# Further evidence that all CBS NFL telecasts will be HD



## Guest (Aug 14, 2008)

http://www.hdsportsguide.com/news/2008/confirmed-all-nfl-on-cbs-in-hd/

Check the schedule for weeks 2 and 3. In each of those weeks, CBS has 8 games scheduled for HD.


----------



## RASCAL01 (Aug 2, 2006)

I have all ways watch NFL games on CBS for the last 4 years in HD.


----------



## Guest (Aug 15, 2008)

RASCAL01 said:


> I have all ways watch NFL games on CBS for the last 4 years in HD.


The games haven't all been in HD the last four years. Until last season, only 3 games per week were in HD.


----------



## n3ntj (Dec 18, 2006)

In this day and age, all major sporting events should be in HD.


----------



## miketorse (Jul 30, 2008)

It's taken an EMBARRASSINGLY long time for CBS to finally do this. I've read some other articles about CBS having ALL games in HD this year. Finally.

Actually just in time for my first year for NFL in HD...


----------



## jclewter79 (Jan 8, 2008)

I never knew that CBS did not broadcast all NFL in HD. I only watch the cowboys every week if it was on CBS it was in HD.


----------



## Stewart Vernon (Jan 7, 2005)

miketorse said:


> It's taken an EMBARRASSINGLY long time for CBS to finally do this. I've read some other articles about CBS having ALL games in HD this year. Finally.
> 
> Actually just in time for my first year for NFL in HD...


I see lots of folks asking why aren't all games in HD... but you actually are answering the question with your revelation that you just now have HD in your home to watch.

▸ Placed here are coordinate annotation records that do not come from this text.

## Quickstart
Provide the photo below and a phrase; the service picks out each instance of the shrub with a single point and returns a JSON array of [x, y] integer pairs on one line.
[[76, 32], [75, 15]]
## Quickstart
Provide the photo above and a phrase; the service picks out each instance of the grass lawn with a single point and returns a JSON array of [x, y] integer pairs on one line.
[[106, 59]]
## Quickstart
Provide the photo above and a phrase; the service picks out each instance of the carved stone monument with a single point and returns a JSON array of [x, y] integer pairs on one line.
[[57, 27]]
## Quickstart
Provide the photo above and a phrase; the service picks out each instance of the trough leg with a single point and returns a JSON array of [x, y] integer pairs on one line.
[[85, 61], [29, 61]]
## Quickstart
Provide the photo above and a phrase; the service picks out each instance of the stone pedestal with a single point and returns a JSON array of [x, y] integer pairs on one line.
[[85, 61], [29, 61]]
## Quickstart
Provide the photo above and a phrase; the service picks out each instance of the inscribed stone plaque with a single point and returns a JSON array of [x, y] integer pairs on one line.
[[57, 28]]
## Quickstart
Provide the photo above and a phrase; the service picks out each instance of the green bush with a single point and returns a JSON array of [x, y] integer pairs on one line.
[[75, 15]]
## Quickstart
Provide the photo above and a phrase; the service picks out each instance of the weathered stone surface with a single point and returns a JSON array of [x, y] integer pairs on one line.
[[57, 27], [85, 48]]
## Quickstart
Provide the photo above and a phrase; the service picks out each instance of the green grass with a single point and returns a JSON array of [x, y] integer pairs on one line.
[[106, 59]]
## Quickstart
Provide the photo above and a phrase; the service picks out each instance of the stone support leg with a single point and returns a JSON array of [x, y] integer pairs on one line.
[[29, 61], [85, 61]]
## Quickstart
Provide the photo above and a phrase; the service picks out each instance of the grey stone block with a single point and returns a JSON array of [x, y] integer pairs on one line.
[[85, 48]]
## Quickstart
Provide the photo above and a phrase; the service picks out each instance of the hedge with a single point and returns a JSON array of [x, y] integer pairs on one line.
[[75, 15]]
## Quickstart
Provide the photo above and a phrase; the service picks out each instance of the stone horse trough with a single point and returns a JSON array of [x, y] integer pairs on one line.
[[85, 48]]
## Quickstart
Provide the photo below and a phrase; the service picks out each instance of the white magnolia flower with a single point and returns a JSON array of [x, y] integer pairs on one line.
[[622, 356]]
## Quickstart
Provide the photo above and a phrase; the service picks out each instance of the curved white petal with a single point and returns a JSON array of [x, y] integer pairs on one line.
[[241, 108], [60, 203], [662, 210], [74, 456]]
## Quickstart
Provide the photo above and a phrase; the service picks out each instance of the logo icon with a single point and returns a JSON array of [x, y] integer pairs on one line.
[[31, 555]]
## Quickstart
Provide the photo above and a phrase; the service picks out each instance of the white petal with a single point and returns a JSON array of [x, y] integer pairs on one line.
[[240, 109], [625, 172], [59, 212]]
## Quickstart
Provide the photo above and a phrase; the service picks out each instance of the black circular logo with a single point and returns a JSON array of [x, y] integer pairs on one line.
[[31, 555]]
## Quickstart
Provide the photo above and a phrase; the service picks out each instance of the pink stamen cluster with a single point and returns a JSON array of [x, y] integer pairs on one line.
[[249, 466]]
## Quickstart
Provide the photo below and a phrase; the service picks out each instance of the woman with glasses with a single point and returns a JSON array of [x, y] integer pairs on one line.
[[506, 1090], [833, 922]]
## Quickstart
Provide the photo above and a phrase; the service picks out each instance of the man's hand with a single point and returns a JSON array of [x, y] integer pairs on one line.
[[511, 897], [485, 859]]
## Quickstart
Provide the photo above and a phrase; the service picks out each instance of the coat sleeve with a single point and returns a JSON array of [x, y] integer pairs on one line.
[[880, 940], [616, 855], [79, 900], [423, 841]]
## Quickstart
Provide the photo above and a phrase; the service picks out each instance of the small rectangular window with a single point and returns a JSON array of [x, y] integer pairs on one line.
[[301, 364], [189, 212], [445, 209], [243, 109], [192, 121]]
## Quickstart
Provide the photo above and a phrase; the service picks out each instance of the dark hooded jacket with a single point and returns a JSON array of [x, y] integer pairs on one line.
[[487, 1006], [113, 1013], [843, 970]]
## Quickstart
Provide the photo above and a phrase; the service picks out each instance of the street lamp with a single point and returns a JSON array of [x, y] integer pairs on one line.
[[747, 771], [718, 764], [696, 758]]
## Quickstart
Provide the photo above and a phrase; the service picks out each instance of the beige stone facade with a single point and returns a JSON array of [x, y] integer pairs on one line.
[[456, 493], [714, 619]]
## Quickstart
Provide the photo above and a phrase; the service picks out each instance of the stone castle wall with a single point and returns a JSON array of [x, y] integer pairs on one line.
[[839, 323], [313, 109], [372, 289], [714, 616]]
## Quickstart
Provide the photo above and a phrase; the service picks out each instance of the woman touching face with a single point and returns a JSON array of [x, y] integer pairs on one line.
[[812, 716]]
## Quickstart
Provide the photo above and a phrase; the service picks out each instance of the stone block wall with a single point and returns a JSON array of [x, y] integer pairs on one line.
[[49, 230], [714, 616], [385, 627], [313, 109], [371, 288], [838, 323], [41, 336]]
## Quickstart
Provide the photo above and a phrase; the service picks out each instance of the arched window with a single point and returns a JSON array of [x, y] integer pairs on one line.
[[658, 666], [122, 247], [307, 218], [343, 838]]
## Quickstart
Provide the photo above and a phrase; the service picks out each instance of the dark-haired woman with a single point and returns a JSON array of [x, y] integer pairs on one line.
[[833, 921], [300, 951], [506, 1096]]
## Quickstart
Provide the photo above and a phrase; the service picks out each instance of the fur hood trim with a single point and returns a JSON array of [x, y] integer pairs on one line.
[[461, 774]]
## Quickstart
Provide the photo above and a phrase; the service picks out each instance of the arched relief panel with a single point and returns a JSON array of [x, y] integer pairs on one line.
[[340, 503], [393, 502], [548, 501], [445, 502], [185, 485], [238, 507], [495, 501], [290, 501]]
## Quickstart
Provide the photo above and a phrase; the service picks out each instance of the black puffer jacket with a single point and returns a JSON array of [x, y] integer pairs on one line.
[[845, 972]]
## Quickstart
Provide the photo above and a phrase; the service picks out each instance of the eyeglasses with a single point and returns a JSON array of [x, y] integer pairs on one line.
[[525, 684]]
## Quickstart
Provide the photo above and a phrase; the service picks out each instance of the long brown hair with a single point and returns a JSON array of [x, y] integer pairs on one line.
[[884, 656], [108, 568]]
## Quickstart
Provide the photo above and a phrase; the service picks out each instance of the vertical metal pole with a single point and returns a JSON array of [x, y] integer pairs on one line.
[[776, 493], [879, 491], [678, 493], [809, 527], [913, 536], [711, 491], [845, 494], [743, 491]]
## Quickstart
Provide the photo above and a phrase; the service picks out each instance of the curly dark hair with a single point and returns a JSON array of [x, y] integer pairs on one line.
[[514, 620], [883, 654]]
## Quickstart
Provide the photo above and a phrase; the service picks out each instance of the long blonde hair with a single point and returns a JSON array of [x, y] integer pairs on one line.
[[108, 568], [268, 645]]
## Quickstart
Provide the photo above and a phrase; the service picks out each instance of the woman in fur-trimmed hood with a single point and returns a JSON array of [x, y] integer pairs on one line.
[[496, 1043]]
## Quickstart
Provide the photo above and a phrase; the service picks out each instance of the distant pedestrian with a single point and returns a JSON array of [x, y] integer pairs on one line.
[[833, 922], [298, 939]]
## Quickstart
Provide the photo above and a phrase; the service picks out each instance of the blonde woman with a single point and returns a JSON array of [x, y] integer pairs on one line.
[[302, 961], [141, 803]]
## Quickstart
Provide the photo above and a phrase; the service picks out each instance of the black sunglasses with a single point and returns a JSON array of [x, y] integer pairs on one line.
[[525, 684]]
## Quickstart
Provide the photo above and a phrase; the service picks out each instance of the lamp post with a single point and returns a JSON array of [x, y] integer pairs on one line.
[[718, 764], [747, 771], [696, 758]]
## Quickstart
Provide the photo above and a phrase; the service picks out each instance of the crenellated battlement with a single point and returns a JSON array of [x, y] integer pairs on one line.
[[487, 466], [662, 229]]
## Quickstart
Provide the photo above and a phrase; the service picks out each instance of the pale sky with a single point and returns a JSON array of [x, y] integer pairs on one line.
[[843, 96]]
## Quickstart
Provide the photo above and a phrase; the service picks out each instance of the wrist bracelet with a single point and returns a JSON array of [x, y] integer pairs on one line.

While I agree it has been slow coming... it is partly slow because the majority of TV watchers are still watching in SD... so unless and until people are ponying up for HD in the home, it doesn't make the network a lot of money to go HD on everything from day one.


----------



## RASCAL01 (Aug 2, 2006)

rcoleman111 said:


> The games haven't all been in HD the last four years. Until last season, only 3 games per week were in HD.


You are wrong! In the Boston area I have watched all the Patriots games on CBS in the last 4 yrs and they have been in HD.


----------



## Stewart Vernon (Jan 7, 2005)

RASCAL01 said:


> You are wrong! In the Boston area I have watched all the Patriots games on CBS in the last 4 yrs and they have been in HD.


In recent years the Patriots games have been game-of-the-week type of games most weeks, so no surprise that CBS would pick those to be in HD most weeks.

Back when FOX was doing 480p widescreen and first went HD they still did some 480p widescreen games every once in a while, but you can bet it was never a Dallas Cowboys game.


----------



## Guest (Aug 18, 2008)

RASCAL01 said:


> You are wrong! In the Boston area I have watched all the Patriots games on CBS in the last 4 yrs and they have been in HD.


Facts are facts. Until last season, CBS only telecast 3 games per week in HD. Last season they carried a maximum of 6 games. Most weeks they only carried 5.


----------